As it turned out… not actually that hard! But we’ll come back to that.
Basically, I read the wikipedia article, and came up with a working implementation in an evening.
I don’t have the code, it’s propably on an old laptop somehwere, but here are some notes I did at the time
(please ignore the fact I kept writing ‘DTF’ instead of DFT)
I was pretty pleased with myself at the time; writing a working fast Fourier transform in a language I barely knew.
The only problem was, when it was given a really big bit of data, it would take ages to calculate. Like, the software literally froze for several seconds. And also, the memory leaks I alluded to earlier…
I didn’t understand it at the time. I guess I just assumed it was normal when the data gets large(?)
The Mistake
The punchline came a couple years later, when I was reading a book on data structures and algorithms in Python 1. See, another thing you take for granted in Python is dynamic arrays - arrays where you can just append new values.
But what do you do in a language like Delphi (or C), where you only have fixed length arrays?
Here’s (roughly) what I did 2
int new[length+1];
for (i=0; i<length; i++) {
new[i] = old[i];
}
new[length] = value
That is, create a new array, one element bigger than the old, copy all the value from old to new, then set the last value in ‘new’ to the value you want to append.
If you don’t know any better, like I didn’t, this probably seems reasonable. Or at least, ‘intuitive’.
The problem is, this is an O(N) operation - that is, it takes an amount of time proportional to the size of the array. So a bigger array means appending a value takes longer.
What I learned from that data structures book was how Python dynamic arrays (lists) really work.

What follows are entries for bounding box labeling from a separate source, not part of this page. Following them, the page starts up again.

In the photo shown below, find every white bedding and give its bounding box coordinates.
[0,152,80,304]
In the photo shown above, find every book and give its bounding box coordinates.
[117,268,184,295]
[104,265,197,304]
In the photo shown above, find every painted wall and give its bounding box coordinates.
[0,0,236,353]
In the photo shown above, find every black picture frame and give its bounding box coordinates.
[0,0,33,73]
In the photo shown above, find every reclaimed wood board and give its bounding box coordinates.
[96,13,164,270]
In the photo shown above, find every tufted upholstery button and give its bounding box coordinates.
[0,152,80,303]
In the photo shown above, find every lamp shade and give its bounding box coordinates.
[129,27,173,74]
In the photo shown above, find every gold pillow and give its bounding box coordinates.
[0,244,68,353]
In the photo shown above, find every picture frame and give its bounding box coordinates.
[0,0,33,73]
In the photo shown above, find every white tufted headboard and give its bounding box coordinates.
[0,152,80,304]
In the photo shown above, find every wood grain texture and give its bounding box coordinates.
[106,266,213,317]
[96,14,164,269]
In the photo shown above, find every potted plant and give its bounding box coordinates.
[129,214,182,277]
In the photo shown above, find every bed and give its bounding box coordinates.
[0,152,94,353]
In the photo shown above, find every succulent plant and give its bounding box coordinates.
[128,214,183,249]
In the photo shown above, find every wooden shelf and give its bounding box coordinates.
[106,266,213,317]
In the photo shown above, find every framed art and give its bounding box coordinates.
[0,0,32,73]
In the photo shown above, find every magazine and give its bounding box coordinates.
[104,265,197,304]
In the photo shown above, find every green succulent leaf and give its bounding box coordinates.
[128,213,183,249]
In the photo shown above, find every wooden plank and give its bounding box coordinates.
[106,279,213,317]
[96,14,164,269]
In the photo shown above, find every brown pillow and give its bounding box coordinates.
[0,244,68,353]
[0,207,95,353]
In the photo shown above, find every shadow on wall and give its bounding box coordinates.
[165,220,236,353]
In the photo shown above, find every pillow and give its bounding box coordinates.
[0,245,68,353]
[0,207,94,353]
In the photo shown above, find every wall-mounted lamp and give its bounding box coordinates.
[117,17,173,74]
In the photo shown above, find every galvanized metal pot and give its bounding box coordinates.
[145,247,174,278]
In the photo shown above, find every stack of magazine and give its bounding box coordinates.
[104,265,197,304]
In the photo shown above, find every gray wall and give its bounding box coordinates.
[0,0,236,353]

Effectively, you allocate more ‘capacity’ than you need right now - say, twice as much
int array[2*length];
As long as you’ve got some capacity left, you can append an item like
array[length] = value;
length += 1;
And once the array fills up, rather than assigning a new array of length+1, you double its length.
This makes appending an ‘amortised’ (average) O(1) operation - that is, the time it takes to append an item is always (roughly) the same, regardless of the array size.
The End
At the end of the summer, I was paid for my time, and was grateful for it and for the experience.
But in retrospect, I’m not sure I should have been paid for that particular code.
I just hope they’ve since fixed it, or at the very least, gotten rid of it.
Chris.